Çà et là, des exemples montrent aujourd’hui que des solutions existent pour
ceux qui cherchent à vivre de la forêt. On cite l’exemple d’une famille engagée
dans un GAEC : les parents travaillent le bois, les enfants exploitent un
troupeau de moutons et un élevage de volailles. Telle autre famille s’est
endettée pour investir dans la remise en état de la propriété des
grands-parents. Le mari exploite la forêt, la jeune femme travaille à
l’extérieur pour trouver un revenu plus sûr. Dans tel autre cas, la jeune femme
reprend la propriété de ses parents – forêt et bovins – le mari exploite
quelque vignes et gère un hôtel. Malgré ces initiatives, l’ensemble de la
profession n’est pas optimiste pour l’avenir.
L’avenir de la forêt,
devant ou derrière nous ?
L’avenir
n’est que questions. L’exaspération des sylviculteurs est grande : beaucoup ne
savent plus comment s’en sortir. On parle à nouveau de manifestation. Mais plus
solidaire que la précédente… Si l’Etat s’est engagé, il lui faut tenir ses
promesses. Quelles sont les pistes à suivre pour l’avenir ? Quelles sont les
solidarités existantes, à mettre en place ? Quelles motivations ? Quelles
incitations ? Aujourd’hui seule une poignée de jeunes reste sur les
exploitations : la profession peut-elle intéresser et encourager les autres à
entreprendre ? Quels sont les débouchés commerciaux aujourd’hui pour la forêt ?

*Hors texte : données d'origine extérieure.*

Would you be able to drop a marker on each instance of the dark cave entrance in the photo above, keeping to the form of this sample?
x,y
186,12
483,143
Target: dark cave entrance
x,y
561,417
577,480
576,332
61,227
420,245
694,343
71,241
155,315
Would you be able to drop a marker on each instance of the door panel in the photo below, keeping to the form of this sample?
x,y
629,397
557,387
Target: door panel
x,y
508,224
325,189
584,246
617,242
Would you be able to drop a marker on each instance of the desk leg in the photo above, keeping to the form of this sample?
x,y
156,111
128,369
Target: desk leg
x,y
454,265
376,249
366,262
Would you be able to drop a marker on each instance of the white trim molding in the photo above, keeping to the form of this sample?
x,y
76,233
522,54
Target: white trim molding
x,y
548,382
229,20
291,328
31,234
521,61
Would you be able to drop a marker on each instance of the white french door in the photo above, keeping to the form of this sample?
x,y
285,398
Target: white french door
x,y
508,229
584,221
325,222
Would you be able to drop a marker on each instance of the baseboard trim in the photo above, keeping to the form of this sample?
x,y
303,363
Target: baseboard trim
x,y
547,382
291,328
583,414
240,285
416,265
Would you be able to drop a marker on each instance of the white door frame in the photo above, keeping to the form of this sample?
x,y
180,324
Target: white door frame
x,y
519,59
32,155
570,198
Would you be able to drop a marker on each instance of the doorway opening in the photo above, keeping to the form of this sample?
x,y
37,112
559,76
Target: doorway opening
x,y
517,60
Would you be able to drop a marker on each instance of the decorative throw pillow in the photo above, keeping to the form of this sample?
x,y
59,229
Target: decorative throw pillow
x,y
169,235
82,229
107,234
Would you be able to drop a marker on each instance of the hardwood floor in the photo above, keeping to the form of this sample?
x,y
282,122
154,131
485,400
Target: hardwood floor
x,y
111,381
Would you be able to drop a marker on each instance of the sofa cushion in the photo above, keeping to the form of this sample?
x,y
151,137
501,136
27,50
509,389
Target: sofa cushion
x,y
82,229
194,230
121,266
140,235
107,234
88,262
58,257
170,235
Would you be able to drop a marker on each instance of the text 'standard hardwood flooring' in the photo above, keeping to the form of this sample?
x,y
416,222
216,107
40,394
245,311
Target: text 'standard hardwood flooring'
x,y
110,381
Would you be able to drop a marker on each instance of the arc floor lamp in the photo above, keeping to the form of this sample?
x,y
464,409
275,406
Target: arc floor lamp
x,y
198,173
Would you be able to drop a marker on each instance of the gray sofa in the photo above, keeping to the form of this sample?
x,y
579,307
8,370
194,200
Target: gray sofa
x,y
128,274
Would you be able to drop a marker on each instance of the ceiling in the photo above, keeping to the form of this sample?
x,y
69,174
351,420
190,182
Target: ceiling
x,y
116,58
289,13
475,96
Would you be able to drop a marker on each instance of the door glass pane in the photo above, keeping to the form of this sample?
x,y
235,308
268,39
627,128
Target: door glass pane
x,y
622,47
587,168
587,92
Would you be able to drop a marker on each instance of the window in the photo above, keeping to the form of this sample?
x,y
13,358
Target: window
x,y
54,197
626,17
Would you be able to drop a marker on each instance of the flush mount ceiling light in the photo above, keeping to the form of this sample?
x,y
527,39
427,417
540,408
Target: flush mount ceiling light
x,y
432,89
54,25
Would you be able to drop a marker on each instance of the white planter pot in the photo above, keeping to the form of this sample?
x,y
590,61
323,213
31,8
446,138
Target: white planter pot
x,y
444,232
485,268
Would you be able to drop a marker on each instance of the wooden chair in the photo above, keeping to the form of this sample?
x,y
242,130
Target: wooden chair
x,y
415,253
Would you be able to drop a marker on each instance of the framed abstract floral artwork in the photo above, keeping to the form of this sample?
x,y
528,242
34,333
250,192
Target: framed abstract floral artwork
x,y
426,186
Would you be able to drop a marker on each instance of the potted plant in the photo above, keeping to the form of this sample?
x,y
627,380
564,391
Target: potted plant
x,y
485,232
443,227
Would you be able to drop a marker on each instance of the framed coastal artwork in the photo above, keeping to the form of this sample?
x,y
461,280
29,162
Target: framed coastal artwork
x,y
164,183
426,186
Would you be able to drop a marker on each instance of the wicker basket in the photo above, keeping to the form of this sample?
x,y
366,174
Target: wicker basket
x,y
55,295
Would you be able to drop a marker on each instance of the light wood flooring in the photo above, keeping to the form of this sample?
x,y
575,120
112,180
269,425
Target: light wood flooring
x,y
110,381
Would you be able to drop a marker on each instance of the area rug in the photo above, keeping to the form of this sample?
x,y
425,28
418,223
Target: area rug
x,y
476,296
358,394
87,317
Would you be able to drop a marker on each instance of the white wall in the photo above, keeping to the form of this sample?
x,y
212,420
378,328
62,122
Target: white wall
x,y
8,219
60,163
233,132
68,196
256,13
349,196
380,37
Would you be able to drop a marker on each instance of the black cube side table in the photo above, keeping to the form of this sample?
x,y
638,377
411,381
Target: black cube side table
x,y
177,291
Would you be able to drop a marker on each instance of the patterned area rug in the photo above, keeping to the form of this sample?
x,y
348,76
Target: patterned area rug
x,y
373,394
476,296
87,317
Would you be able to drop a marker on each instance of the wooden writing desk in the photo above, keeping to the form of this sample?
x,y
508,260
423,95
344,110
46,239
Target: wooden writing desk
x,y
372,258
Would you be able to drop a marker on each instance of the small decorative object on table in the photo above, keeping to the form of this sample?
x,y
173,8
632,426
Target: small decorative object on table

La forêt a-t-elle tout donné de sa richesse ? Les hommes ont-il fait
suffisamment preuve d’imagination pour lui trouver des marchés et exploiter ses
qualités et les avantages propres au Pin du Médoc ? La résine, aujourd’hui
importée, a-t-elle rempli son dernier pot ? Les forêts doivent-elles devenir
seulement “pour les randonneurs, les VTTistes, les chercheurs de champignons, les
propriétaires de 4X4 de vastes parcs d’attractions gratuits… et exclusivement
coûteux pour les propriétaires” ? Devenir un complément de revenu et non plus
le revenu principal ? Voulue par l’homme, à de simples fins d’assainissement et
de protection des dunes, la forêt du Médoc, au fil du temps, est devenue source
de richesse et a construit son équilibre économique sur le long terme. Une fois
pansées les plaies les plus vives, il reste aux Médocains à reconstruire avec
beaucoup de courage un nouvel avenir sur un autre modèle économique fait
d’imagination, de solidarité, voire de fraternité, et d’espérance.